GPU acceleration for AI-powered tools

Update – 16 December 2023

There is now an experimental PixInsight repository to enable GPU acceleration on Windows computers in one step. Please see this post on the PixInsight forum for more details. This doesn’t apply to the Photoshop versions of any RC Astro tools (yet).

Background

On MacOS, use of a GPU (or “neural engine” on Apple silicon based Macs) to accelerate neural network computations is automatic and handled by the “CoreML” library provided by Apple. This library makes the decision whether or not a particular hardware configuration is useable to accelerate BlurXTerminator’s neural network. Most Macs of recent vintage benefit from acceleration with no additional configuration needed.

On Windows and Linux machines, the neural network computations are performed using the TensorFlow library provided by Google. A CPU-only version of this is installed by default with PixInsight on hardware that will support it. If your machine has a compatible NVIDIA GPU, it may be possible to dramatically accelerate BlurXTerminator and other neural network based tools.

Unfortunately, NVIDIA does not make it easy for small developers to license all of the additional software libraries needed to enable this. Accomplishing the acceleration is thus unfortunately a complex task that involves various downloads and installations, setting environment variables, etc. It can get even more confusing considering that the versions of all of the downloaded components must be compatible with one another.

For those who have the technical skills and feel up to this task, this page is a brief guide for Windows machines. For Linux machines, see this post from the PixInsight forum. If you are running Linux under Windows WSL, see this post. More detailed information for both Windows and Linux machines is available in this NVIDIA guide.

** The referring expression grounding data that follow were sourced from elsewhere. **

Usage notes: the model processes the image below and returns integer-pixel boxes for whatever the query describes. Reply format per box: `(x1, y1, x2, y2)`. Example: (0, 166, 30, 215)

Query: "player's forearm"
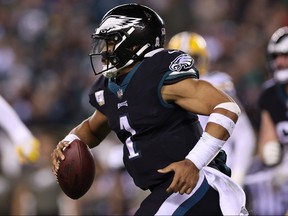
(68, 118, 110, 148)
(186, 102, 241, 170)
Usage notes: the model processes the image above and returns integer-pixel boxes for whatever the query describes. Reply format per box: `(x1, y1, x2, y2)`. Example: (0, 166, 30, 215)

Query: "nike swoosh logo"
(168, 50, 177, 54)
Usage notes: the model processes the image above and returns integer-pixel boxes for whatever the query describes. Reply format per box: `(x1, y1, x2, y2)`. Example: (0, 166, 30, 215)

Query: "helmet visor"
(90, 38, 106, 55)
(89, 37, 119, 76)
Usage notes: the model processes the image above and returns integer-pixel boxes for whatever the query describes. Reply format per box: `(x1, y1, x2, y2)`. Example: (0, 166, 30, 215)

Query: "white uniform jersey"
(198, 71, 256, 187)
(0, 95, 34, 146)
(0, 95, 39, 164)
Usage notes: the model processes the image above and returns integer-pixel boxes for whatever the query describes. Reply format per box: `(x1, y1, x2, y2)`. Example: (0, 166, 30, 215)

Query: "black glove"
(208, 149, 231, 177)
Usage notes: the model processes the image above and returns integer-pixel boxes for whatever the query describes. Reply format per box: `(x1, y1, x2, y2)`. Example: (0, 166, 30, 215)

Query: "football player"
(51, 3, 248, 215)
(244, 26, 288, 215)
(0, 95, 39, 164)
(167, 32, 256, 187)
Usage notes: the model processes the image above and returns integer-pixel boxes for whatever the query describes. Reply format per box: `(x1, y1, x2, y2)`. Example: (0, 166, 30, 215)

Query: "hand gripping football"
(57, 139, 95, 199)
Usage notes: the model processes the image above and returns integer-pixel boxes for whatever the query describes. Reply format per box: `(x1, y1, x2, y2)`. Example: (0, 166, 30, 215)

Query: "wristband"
(186, 132, 225, 170)
(63, 134, 80, 143)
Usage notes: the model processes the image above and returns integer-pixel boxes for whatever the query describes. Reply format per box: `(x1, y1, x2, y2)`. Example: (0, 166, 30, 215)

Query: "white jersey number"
(119, 115, 140, 159)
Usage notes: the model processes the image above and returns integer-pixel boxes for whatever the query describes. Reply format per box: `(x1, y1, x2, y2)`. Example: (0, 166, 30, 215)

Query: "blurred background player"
(167, 32, 256, 187)
(0, 95, 39, 164)
(244, 26, 288, 216)
(0, 95, 40, 214)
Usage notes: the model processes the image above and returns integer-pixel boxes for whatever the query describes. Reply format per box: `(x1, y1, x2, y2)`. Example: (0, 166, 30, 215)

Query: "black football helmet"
(267, 26, 288, 83)
(89, 3, 166, 78)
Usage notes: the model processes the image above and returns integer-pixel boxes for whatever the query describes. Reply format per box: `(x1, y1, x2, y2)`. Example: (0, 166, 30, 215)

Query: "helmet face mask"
(89, 3, 166, 78)
(90, 33, 122, 78)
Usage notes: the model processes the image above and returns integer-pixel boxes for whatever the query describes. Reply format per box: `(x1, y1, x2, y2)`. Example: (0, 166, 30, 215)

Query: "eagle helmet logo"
(96, 15, 142, 34)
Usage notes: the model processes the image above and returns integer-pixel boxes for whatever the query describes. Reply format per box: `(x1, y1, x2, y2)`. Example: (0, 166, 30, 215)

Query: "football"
(57, 139, 95, 199)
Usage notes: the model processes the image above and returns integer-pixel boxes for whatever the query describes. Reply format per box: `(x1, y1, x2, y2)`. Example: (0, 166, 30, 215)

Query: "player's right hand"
(158, 159, 199, 195)
(51, 140, 70, 176)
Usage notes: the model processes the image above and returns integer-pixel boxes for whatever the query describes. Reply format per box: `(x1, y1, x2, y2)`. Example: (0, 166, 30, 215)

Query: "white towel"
(202, 167, 249, 215)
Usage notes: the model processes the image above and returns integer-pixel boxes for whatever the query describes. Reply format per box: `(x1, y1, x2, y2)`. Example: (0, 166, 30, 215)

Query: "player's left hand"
(16, 137, 40, 164)
(158, 159, 199, 195)
(262, 141, 282, 166)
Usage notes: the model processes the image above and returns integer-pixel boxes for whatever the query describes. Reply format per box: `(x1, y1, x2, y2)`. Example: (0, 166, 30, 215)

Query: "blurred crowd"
(0, 0, 288, 126)
(0, 0, 288, 215)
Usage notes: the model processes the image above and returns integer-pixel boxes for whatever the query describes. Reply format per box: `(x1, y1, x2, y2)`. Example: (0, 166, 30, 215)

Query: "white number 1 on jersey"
(119, 115, 140, 159)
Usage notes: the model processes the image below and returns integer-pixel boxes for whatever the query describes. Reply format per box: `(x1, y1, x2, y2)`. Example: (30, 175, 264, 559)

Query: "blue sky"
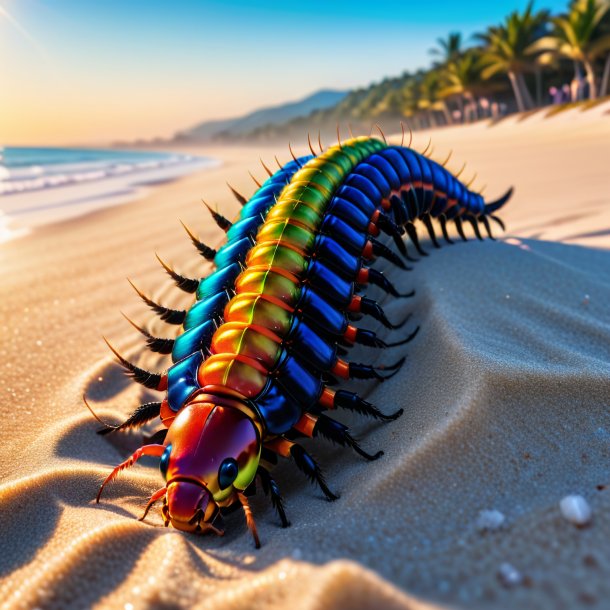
(1, 0, 569, 144)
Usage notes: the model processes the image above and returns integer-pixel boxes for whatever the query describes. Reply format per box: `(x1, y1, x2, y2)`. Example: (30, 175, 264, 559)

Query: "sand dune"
(1, 104, 610, 610)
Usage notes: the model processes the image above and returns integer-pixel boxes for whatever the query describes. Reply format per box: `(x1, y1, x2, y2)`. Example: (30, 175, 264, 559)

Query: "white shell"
(559, 494, 592, 526)
(497, 562, 522, 587)
(476, 509, 505, 532)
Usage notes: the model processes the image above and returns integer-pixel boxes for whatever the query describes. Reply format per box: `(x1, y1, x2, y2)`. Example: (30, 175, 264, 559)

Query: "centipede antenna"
(226, 183, 248, 206)
(375, 124, 387, 145)
(307, 133, 317, 157)
(155, 253, 199, 294)
(248, 170, 262, 188)
(121, 312, 175, 355)
(202, 200, 232, 232)
(440, 149, 453, 167)
(421, 137, 432, 156)
(427, 145, 435, 158)
(180, 220, 217, 261)
(466, 172, 478, 189)
(126, 279, 187, 325)
(407, 121, 413, 147)
(259, 158, 273, 177)
(400, 121, 405, 147)
(103, 337, 163, 390)
(336, 124, 342, 149)
(347, 123, 355, 139)
(288, 142, 301, 166)
(274, 155, 284, 170)
(139, 487, 167, 522)
(454, 162, 467, 179)
(317, 131, 324, 153)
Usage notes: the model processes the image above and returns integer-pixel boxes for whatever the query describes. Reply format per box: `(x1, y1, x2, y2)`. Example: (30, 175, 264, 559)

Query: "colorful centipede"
(87, 131, 512, 547)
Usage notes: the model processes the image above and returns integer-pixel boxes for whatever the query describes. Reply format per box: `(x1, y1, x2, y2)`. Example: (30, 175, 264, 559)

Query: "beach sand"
(1, 103, 610, 610)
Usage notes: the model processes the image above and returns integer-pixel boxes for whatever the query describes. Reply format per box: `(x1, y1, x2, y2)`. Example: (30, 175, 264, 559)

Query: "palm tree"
(438, 50, 488, 121)
(430, 32, 463, 65)
(477, 2, 550, 112)
(530, 0, 610, 99)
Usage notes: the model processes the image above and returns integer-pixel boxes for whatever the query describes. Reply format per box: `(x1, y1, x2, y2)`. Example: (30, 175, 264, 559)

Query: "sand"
(1, 102, 610, 610)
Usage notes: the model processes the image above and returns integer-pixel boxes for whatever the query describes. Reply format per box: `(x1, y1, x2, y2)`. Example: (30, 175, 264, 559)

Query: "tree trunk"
(440, 101, 452, 125)
(601, 54, 610, 97)
(583, 58, 597, 99)
(508, 71, 527, 112)
(517, 72, 535, 109)
(456, 96, 465, 122)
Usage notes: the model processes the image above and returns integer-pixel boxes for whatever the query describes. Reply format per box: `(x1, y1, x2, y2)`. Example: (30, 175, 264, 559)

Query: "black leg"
(438, 214, 454, 244)
(421, 214, 441, 249)
(331, 389, 403, 421)
(313, 414, 383, 461)
(479, 215, 496, 239)
(454, 217, 468, 241)
(290, 443, 338, 501)
(466, 215, 484, 240)
(257, 466, 290, 528)
(405, 222, 428, 256)
(347, 356, 406, 381)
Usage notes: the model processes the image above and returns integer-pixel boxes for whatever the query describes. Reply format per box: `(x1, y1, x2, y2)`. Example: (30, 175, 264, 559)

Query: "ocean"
(0, 146, 216, 241)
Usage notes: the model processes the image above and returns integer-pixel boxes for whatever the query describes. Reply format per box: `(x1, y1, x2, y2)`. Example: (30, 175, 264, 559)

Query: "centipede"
(87, 130, 512, 547)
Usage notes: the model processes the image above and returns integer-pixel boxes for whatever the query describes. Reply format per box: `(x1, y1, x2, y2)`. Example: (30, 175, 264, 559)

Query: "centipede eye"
(159, 444, 172, 479)
(218, 457, 238, 490)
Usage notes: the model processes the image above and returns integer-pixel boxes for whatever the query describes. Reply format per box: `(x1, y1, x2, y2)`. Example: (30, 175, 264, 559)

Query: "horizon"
(2, 0, 568, 146)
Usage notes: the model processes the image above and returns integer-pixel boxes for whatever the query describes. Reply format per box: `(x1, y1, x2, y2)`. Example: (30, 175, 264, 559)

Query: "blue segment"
(430, 164, 448, 216)
(167, 351, 203, 412)
(343, 173, 382, 203)
(184, 291, 230, 330)
(313, 234, 360, 279)
(319, 215, 367, 254)
(275, 352, 322, 407)
(326, 197, 370, 232)
(355, 163, 391, 198)
(213, 236, 252, 268)
(253, 378, 303, 435)
(367, 154, 401, 191)
(335, 184, 376, 216)
(225, 215, 262, 242)
(298, 286, 347, 336)
(381, 148, 411, 184)
(196, 263, 241, 301)
(307, 260, 352, 308)
(172, 320, 216, 363)
(288, 317, 336, 372)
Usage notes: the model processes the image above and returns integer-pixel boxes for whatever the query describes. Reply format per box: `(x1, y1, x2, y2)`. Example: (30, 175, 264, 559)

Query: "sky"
(0, 0, 569, 146)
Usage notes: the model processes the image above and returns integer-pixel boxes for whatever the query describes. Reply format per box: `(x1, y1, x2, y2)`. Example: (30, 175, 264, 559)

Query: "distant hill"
(175, 89, 348, 142)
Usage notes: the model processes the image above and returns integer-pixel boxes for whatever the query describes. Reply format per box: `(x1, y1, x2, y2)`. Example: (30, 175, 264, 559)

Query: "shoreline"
(0, 150, 218, 244)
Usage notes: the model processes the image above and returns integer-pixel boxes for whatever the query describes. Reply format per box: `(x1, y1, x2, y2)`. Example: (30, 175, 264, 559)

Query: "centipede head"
(160, 395, 261, 534)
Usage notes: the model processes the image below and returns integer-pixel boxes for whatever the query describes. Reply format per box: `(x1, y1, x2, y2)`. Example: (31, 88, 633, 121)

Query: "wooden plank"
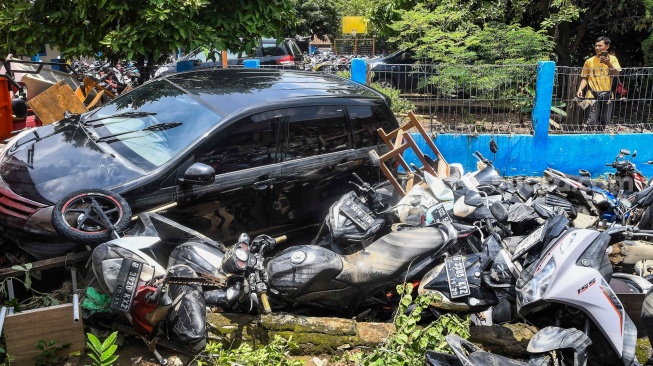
(26, 80, 88, 124)
(121, 84, 134, 94)
(82, 77, 95, 97)
(0, 251, 91, 280)
(86, 90, 105, 110)
(5, 303, 85, 366)
(74, 87, 85, 102)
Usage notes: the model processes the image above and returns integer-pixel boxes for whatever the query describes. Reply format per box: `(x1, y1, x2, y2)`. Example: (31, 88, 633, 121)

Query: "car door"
(172, 112, 282, 241)
(269, 105, 363, 230)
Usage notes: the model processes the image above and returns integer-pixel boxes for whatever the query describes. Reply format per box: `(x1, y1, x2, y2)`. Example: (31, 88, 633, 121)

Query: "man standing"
(576, 36, 622, 130)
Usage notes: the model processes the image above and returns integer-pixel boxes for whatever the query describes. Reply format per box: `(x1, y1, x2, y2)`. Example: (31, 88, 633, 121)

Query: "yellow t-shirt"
(581, 55, 622, 98)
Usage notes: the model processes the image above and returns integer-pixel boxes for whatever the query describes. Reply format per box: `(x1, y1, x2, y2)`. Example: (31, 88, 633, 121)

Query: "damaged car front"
(0, 78, 223, 259)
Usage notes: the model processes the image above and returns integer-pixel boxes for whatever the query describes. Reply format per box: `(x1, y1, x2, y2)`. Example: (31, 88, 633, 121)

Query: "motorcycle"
(312, 172, 397, 253)
(220, 224, 459, 318)
(606, 149, 653, 194)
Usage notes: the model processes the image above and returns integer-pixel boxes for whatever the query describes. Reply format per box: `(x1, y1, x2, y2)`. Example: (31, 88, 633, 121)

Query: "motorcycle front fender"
(527, 326, 591, 366)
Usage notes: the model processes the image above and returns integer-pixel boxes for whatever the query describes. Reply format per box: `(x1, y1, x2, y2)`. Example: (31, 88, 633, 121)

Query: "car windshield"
(87, 79, 222, 171)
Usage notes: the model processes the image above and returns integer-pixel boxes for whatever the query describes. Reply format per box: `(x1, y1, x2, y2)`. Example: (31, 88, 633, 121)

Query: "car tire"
(52, 189, 132, 244)
(376, 76, 396, 89)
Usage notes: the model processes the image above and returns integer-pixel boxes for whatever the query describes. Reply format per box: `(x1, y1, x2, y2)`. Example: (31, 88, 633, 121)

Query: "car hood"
(0, 118, 143, 205)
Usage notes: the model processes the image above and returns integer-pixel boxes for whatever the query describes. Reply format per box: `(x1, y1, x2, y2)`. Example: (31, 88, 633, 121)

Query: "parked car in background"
(0, 69, 399, 259)
(368, 49, 436, 94)
(153, 48, 241, 77)
(250, 38, 305, 67)
(155, 38, 305, 77)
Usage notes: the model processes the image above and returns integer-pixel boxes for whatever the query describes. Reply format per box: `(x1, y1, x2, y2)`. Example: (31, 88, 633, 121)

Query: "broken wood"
(375, 112, 450, 196)
(0, 251, 91, 280)
(26, 80, 88, 124)
(4, 303, 85, 366)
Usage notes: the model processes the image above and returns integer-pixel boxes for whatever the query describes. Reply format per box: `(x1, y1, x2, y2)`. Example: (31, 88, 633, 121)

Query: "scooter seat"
(339, 227, 447, 284)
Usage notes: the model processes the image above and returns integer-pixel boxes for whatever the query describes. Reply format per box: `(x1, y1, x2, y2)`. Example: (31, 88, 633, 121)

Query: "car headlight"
(518, 258, 556, 307)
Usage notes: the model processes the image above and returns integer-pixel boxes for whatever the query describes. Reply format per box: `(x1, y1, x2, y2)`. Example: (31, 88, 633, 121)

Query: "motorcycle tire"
(639, 206, 653, 230)
(52, 189, 132, 244)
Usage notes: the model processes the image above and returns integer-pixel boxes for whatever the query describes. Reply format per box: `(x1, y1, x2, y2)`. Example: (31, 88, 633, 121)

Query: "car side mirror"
(489, 139, 498, 154)
(180, 162, 215, 185)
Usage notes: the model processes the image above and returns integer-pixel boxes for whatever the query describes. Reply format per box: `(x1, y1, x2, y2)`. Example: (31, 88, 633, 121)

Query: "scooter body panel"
(518, 228, 636, 362)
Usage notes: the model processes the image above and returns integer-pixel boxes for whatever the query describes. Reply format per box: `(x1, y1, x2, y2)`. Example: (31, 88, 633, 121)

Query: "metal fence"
(138, 62, 653, 135)
(554, 66, 653, 133)
(363, 63, 537, 134)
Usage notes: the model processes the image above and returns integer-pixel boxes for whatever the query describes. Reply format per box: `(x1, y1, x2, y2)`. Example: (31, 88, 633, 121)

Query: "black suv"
(0, 69, 398, 259)
(250, 38, 305, 67)
(369, 49, 435, 93)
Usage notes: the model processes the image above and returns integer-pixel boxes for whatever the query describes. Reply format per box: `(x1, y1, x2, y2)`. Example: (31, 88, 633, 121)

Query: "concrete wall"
(409, 132, 653, 178)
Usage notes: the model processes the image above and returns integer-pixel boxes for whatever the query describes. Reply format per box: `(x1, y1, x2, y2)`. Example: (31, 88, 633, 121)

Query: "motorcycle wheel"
(639, 206, 653, 230)
(52, 189, 132, 244)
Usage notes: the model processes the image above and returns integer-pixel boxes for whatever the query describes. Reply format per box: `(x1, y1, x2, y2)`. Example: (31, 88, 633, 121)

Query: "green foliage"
(0, 0, 296, 63)
(85, 331, 119, 366)
(287, 0, 340, 40)
(370, 82, 416, 118)
(34, 339, 71, 366)
(351, 283, 470, 366)
(196, 335, 303, 366)
(389, 3, 553, 65)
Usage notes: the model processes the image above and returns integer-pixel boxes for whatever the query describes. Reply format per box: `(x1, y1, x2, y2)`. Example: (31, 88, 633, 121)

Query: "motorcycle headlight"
(518, 258, 555, 307)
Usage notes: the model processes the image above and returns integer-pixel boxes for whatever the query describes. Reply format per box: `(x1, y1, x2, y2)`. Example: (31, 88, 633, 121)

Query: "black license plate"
(444, 255, 470, 299)
(340, 197, 375, 231)
(429, 203, 452, 224)
(110, 258, 143, 312)
(512, 224, 546, 260)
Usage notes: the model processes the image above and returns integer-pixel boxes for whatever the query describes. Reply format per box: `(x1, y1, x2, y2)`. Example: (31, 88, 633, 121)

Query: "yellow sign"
(342, 16, 367, 35)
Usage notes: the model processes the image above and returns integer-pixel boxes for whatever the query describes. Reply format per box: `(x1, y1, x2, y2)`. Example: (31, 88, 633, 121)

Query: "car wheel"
(52, 189, 132, 244)
(376, 77, 396, 89)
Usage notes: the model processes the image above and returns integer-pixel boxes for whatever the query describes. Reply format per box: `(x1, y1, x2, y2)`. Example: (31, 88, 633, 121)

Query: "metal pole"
(7, 279, 14, 315)
(71, 268, 79, 323)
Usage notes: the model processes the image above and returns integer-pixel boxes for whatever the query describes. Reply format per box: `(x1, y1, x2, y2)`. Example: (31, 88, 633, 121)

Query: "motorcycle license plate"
(444, 255, 470, 299)
(340, 198, 375, 230)
(429, 203, 452, 224)
(110, 258, 143, 312)
(512, 224, 546, 260)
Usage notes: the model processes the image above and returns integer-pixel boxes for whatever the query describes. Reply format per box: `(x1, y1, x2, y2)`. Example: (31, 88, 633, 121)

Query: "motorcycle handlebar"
(274, 235, 287, 244)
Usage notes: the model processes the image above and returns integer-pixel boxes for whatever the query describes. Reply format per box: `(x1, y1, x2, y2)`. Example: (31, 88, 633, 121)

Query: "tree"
(387, 1, 553, 65)
(0, 0, 296, 78)
(368, 0, 653, 66)
(286, 0, 340, 40)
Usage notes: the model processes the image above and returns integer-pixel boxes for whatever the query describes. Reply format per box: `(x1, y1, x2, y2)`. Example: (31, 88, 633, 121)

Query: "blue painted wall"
(396, 59, 653, 179)
(407, 133, 653, 178)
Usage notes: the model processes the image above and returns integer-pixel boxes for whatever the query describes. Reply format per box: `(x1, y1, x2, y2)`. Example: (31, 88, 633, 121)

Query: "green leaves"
(0, 0, 294, 64)
(352, 283, 470, 366)
(86, 331, 119, 366)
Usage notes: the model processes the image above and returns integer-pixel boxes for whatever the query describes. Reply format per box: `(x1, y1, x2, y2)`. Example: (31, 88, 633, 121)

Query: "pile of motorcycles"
(71, 60, 140, 95)
(54, 145, 653, 365)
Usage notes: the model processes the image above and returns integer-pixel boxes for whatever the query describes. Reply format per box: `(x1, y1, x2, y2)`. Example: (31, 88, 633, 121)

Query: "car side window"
(281, 106, 350, 161)
(194, 114, 281, 175)
(347, 105, 394, 148)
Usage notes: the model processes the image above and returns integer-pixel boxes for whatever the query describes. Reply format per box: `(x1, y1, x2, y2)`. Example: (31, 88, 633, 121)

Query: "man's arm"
(577, 77, 588, 98)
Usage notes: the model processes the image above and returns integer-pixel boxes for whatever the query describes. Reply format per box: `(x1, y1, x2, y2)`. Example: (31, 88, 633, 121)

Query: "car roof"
(164, 69, 385, 116)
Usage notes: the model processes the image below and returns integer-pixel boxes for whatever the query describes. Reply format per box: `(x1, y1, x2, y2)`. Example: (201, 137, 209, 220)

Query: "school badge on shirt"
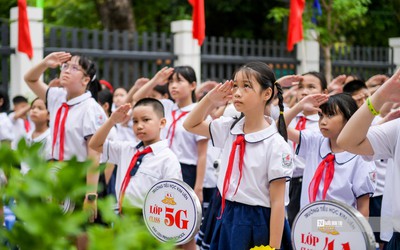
(96, 114, 105, 126)
(369, 171, 377, 183)
(282, 153, 293, 168)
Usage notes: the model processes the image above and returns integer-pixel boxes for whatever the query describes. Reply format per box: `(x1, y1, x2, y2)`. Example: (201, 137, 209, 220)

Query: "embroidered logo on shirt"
(96, 114, 105, 126)
(369, 171, 377, 183)
(282, 153, 293, 168)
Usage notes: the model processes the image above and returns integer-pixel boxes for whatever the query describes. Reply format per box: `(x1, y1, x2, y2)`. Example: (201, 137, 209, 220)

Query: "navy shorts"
(180, 163, 197, 189)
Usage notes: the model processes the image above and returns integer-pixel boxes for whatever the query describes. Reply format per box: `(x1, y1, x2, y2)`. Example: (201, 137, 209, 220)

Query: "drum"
(142, 179, 202, 245)
(292, 200, 376, 250)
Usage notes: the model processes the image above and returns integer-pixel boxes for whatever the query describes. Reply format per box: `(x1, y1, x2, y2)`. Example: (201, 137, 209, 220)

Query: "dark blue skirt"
(385, 232, 400, 250)
(209, 200, 292, 250)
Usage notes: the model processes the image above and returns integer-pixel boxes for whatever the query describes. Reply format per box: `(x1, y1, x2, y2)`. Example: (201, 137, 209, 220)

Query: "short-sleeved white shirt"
(115, 120, 138, 143)
(46, 88, 107, 161)
(210, 116, 293, 207)
(366, 118, 400, 232)
(203, 139, 221, 188)
(21, 129, 51, 174)
(8, 112, 35, 150)
(289, 113, 320, 178)
(161, 100, 207, 165)
(102, 139, 182, 208)
(0, 112, 14, 142)
(298, 130, 376, 209)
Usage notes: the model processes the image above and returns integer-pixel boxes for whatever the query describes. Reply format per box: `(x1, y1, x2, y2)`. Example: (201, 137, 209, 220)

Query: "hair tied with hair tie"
(274, 81, 279, 85)
(91, 74, 97, 82)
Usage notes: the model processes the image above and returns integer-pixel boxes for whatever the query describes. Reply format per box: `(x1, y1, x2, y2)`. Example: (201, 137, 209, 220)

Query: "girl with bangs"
(285, 93, 376, 216)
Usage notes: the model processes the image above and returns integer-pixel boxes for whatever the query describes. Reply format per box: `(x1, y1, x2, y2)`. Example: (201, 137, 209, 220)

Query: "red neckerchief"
(308, 153, 335, 203)
(218, 134, 245, 219)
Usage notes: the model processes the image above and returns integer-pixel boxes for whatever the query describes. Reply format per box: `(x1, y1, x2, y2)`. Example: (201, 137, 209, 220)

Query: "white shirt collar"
(297, 112, 320, 122)
(230, 116, 278, 143)
(319, 137, 357, 164)
(66, 91, 92, 106)
(172, 103, 196, 112)
(135, 139, 169, 155)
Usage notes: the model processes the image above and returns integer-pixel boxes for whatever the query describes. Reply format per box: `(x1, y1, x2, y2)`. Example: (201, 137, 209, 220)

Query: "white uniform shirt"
(365, 118, 400, 233)
(8, 112, 35, 150)
(289, 113, 320, 178)
(102, 139, 182, 208)
(210, 116, 293, 207)
(380, 158, 394, 241)
(46, 88, 107, 161)
(115, 120, 138, 143)
(0, 112, 14, 142)
(21, 129, 51, 174)
(161, 100, 207, 165)
(298, 130, 376, 209)
(203, 139, 221, 188)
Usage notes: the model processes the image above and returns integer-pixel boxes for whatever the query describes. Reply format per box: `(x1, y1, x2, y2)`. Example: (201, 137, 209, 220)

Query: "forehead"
(234, 71, 255, 83)
(114, 88, 127, 95)
(32, 99, 46, 106)
(132, 105, 156, 116)
(300, 74, 321, 85)
(69, 56, 81, 65)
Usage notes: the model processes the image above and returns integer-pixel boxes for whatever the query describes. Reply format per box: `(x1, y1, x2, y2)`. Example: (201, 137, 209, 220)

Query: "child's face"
(132, 105, 166, 146)
(113, 88, 127, 108)
(318, 109, 346, 139)
(351, 88, 370, 108)
(30, 99, 49, 125)
(232, 72, 270, 113)
(297, 74, 324, 101)
(13, 102, 29, 112)
(59, 56, 89, 94)
(168, 73, 195, 103)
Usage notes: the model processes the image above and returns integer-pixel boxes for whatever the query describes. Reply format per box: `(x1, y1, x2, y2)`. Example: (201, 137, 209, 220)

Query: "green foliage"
(0, 140, 174, 250)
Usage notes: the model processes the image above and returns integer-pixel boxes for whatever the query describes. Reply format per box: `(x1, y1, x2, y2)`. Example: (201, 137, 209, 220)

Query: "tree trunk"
(94, 0, 136, 32)
(322, 45, 332, 83)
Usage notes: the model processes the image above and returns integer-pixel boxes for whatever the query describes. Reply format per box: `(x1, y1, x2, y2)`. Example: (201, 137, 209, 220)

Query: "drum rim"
(291, 200, 376, 250)
(143, 178, 202, 245)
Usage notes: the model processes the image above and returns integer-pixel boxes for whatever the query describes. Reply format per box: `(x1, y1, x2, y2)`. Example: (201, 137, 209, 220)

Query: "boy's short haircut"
(343, 80, 367, 94)
(133, 98, 165, 118)
(12, 95, 28, 105)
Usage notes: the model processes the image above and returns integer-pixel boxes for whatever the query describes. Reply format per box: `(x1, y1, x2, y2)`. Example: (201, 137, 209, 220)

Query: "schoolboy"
(89, 98, 182, 212)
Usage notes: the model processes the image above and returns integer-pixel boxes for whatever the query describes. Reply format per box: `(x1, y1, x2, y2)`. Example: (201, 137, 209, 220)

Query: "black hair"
(0, 90, 10, 112)
(320, 93, 358, 122)
(98, 89, 113, 116)
(301, 71, 328, 91)
(342, 80, 368, 95)
(72, 54, 100, 101)
(133, 97, 165, 118)
(230, 61, 287, 141)
(168, 66, 197, 102)
(12, 95, 28, 105)
(153, 84, 170, 98)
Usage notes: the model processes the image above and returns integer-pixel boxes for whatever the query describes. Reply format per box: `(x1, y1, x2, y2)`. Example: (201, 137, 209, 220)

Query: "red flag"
(287, 0, 305, 52)
(188, 0, 205, 46)
(18, 0, 33, 59)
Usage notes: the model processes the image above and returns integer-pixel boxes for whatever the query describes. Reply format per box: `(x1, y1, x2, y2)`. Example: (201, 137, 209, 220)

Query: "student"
(183, 61, 293, 250)
(8, 95, 35, 150)
(21, 98, 51, 174)
(89, 98, 182, 211)
(24, 51, 107, 222)
(0, 90, 13, 145)
(285, 93, 376, 217)
(112, 87, 137, 143)
(286, 71, 328, 227)
(337, 68, 400, 249)
(343, 79, 370, 108)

If you have any doubt about being able to perform these steps successfully, find a tech-savvy friend to help. This procedure will likely upgrade the graphics driver for your GPU — if this might interfere with other applications that depend on a particular graphics driver version, consider backing up your system so you can revert if neeeded.

NOTE: Due to the very large number of variations of CPU, GPU, and Operating System installations, RC Astro cannot provide individual support for GPU acceleration. Proceed at your own discretion, and seek help from tech-savvy friends or online forums for any help needed.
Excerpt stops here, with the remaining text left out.